Educators, medical professionals, law enforcement, and other members of every community are mandated to report concerns of suspected child abuse or neglect, but the decision to report is often complicated by competing concerns. Mandated reporters must decide whether to report child abuse or neglect knowing that failure to report may leave a child in danger; however, inappropriate reporting may lead to unneeded interventions by overly invasive systems as well as an ineffective use of resources.

Mandated reporter requirements and training vary from jurisdiction to jurisdiction, as do the types of situations in which mandated reporters must make reports. While they do not need to prove that the abuse or neglect occurred, mandated reporters do need to provide pertinent information to the child protection agency when there is suspicion or reason to believe that a child has been abused or neglected.

Factors that influence reporting decisions also vary among mandated reporters. Some factors that play into decision making are unique and come from individual experiences or professional expertise, while others may be more implicit. The result is that the exact same situation could get reported by one person and not reported by another. By establishing a standard and providing structure around reporting, there is an opportunity to eliminate some of the implicit bias and achieve greater consistency in reporting practices among mandated reporters.
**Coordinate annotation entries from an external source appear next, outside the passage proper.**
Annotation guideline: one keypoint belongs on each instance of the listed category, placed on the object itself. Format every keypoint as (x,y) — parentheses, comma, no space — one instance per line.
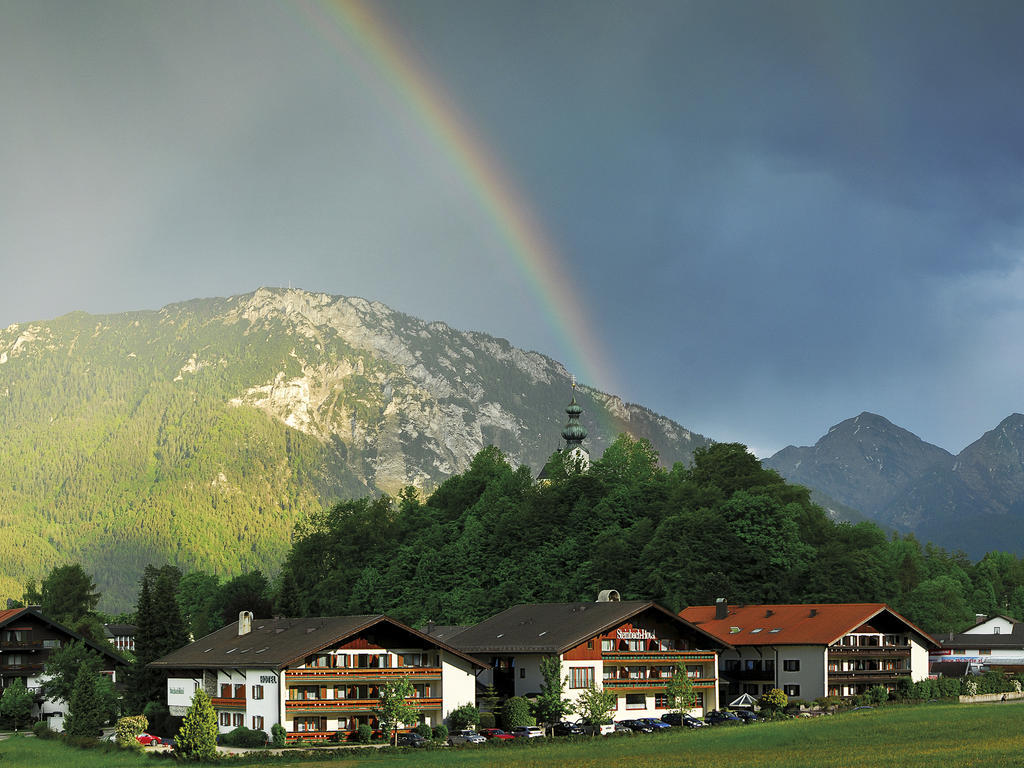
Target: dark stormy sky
(767,216)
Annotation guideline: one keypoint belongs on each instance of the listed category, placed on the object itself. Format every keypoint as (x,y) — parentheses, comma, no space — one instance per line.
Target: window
(581,677)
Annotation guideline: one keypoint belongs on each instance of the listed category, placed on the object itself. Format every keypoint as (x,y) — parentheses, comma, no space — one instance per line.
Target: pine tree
(197,738)
(85,711)
(16,702)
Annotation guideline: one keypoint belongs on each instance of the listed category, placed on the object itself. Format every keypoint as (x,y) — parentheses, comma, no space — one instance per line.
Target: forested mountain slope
(200,433)
(973,501)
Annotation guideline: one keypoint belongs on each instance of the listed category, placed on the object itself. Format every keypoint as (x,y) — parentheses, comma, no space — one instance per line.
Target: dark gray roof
(275,643)
(444,631)
(6,616)
(554,628)
(120,630)
(1012,639)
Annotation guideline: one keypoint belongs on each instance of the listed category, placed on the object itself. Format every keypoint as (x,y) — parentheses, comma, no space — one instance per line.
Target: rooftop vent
(721,608)
(245,623)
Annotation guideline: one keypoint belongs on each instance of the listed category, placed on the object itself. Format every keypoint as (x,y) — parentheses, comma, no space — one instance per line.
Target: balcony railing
(675,656)
(653,683)
(321,706)
(878,651)
(351,674)
(860,675)
(228,704)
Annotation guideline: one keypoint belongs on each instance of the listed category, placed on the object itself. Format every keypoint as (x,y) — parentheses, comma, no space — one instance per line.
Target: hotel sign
(635,635)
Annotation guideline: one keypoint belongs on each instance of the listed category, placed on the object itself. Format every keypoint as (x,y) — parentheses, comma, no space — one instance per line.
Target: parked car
(636,726)
(722,717)
(654,724)
(412,738)
(567,729)
(527,731)
(496,733)
(676,718)
(465,737)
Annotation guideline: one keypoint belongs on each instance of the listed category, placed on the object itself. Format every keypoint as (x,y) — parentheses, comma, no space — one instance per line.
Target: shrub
(464,717)
(243,736)
(278,734)
(128,727)
(516,713)
(877,694)
(42,729)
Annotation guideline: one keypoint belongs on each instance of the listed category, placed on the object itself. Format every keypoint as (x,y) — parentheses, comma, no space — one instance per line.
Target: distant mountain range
(972,502)
(198,434)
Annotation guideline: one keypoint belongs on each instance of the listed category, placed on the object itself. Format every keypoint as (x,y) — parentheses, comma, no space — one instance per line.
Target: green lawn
(927,736)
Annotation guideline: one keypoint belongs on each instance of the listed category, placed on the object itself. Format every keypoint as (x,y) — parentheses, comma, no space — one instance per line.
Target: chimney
(721,608)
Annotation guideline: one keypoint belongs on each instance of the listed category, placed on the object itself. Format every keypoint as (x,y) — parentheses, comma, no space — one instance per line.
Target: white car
(466,737)
(527,731)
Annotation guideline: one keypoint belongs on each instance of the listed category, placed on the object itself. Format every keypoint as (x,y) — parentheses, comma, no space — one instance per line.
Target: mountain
(200,433)
(973,502)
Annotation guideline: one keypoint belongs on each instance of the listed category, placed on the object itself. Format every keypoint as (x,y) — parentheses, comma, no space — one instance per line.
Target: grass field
(936,735)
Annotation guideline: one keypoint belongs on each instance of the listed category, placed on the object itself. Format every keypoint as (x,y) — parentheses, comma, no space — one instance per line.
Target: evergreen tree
(395,708)
(197,738)
(551,706)
(86,713)
(16,702)
(68,594)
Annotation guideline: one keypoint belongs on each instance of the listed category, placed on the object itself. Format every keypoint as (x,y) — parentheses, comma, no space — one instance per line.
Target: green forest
(494,536)
(725,526)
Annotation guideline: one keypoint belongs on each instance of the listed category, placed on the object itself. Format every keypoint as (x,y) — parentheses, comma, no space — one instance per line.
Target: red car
(497,733)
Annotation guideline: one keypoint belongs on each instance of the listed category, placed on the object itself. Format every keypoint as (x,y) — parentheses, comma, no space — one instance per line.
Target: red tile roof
(812,624)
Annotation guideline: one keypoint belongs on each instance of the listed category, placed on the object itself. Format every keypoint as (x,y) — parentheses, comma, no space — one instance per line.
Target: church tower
(573,433)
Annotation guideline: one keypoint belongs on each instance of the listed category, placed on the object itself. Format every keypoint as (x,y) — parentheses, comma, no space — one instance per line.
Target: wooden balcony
(655,684)
(327,706)
(655,656)
(864,676)
(350,675)
(869,651)
(228,704)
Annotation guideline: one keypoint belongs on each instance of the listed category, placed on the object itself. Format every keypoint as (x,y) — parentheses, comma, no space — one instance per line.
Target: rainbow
(345,22)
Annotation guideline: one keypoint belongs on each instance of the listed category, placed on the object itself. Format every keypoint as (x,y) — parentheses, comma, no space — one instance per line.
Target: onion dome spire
(573,432)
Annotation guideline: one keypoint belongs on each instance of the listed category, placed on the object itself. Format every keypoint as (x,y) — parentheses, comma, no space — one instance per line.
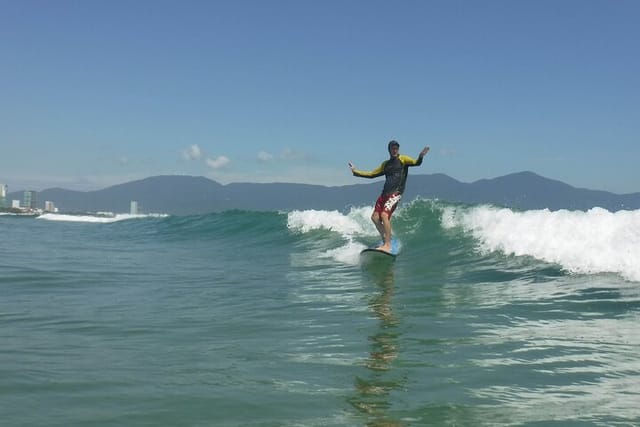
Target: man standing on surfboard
(395,171)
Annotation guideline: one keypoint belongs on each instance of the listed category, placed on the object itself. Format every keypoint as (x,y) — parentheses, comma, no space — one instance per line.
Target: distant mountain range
(183,195)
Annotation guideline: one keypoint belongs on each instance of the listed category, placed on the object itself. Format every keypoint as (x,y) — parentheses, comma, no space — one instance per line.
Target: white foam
(103,219)
(595,241)
(356,223)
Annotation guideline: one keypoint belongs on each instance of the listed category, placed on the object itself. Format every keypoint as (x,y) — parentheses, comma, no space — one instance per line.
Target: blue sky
(95,93)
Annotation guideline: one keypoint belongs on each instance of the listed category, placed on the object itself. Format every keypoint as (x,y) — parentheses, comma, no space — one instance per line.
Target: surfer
(395,171)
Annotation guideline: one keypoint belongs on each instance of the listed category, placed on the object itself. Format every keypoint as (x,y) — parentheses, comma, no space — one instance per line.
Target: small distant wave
(97,218)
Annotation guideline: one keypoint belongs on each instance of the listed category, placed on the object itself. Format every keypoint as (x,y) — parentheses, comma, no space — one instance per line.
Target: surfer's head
(393,144)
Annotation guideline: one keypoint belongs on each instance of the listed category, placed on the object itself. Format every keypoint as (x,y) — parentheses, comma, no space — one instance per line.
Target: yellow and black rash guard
(395,170)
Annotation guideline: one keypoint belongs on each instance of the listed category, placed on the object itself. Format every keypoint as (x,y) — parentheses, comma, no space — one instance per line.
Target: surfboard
(372,251)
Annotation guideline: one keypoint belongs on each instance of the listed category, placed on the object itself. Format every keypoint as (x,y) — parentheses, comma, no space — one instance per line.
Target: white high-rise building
(3,195)
(49,206)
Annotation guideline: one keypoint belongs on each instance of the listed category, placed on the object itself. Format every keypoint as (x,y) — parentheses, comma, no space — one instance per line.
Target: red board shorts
(387,203)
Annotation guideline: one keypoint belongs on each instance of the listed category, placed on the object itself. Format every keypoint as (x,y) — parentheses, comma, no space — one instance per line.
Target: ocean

Within the last few years, Evident Change has developed child protection reporting guides with partners in Australia and Singapore to help mandated reporters from different community stakeholder groups measure their concerns against an established standard. While this is still somewhat new, the hope is that using this guide will help:

  • Create a common language among reporters;
  • CPS agencies receive the most appropriate reports for screening and response decisions;
  • Ensure that children and families requiring statutory CPS are promptly reported;
  • Increase direct CPS contact for families who need it by eliminating time spent on reports that could be diverted for more appropriate community-based service(s);
  • Provide alternative options for reporters to assist children and families who would be better served outside of the statutory child protection system;
  • Provide reporters with clear guidance to support difficult decision making; and
  • Allow for communities to recognize their shared responsibility for supporting and serving children and families.